Let’s just put it this way. If TPU filament were a person, they wouldn’t make it on to my Xmas card list. :yum:

I had some tpu 95a that was string a little, put it in the filament drier and forgot about for a few days. When I printed my part there wasnt any stringing at all.

Well, based on the feedback here and out of complete curiosity as well as the need to print another part, the 200g spool has been laying around in my office since the start of this post with 40% RH in the air. It had plenty of time to suck up moisture. I did nothing different with these two prints except one thing and look at the results side by side.

So you might be wondering, what was the difference if the two were printed sequentially.

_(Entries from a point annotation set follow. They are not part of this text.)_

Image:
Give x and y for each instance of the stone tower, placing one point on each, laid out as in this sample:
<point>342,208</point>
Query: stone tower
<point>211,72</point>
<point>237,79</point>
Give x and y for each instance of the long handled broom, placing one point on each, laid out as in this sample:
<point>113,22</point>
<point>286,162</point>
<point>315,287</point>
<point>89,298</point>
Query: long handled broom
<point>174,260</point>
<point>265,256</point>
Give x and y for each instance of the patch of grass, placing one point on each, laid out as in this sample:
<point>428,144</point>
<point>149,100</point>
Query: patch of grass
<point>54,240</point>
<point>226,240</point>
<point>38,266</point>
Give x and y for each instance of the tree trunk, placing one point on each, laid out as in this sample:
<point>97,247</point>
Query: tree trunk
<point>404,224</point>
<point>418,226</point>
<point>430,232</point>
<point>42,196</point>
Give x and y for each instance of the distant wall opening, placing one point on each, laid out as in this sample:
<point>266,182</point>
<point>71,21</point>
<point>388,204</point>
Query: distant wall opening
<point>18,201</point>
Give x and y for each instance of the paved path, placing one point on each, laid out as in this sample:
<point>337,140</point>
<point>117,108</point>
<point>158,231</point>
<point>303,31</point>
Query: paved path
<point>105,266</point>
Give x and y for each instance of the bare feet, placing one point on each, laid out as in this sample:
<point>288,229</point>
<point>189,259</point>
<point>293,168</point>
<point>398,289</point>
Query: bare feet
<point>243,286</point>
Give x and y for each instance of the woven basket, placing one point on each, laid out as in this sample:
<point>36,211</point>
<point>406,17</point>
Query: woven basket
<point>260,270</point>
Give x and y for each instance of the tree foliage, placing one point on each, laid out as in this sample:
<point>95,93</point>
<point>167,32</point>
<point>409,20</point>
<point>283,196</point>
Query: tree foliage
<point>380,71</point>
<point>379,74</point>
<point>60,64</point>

The sole difference was that one on the left was printed using 0.28 layer height and the one on the right was using 0.08 layer height.

So it would appear that layer height may also affect the print. That is something I am still trying to wrap my head around.

Got anyone a way to print TPU with a 0.2 nozzle?
I got 0.4 running ok, but need more detials…

Thanks!

Lol this stuff is about a 3 out of 10 for printing. Try something harder like POM.

Tpu. Dry, slow print speed, slow retract and detract speed are key. And if using pei something like nano polymer down is a barrier if you don’t want to pay the part off a hot build plate or dump some isopropan all around the edges of the part peel it off.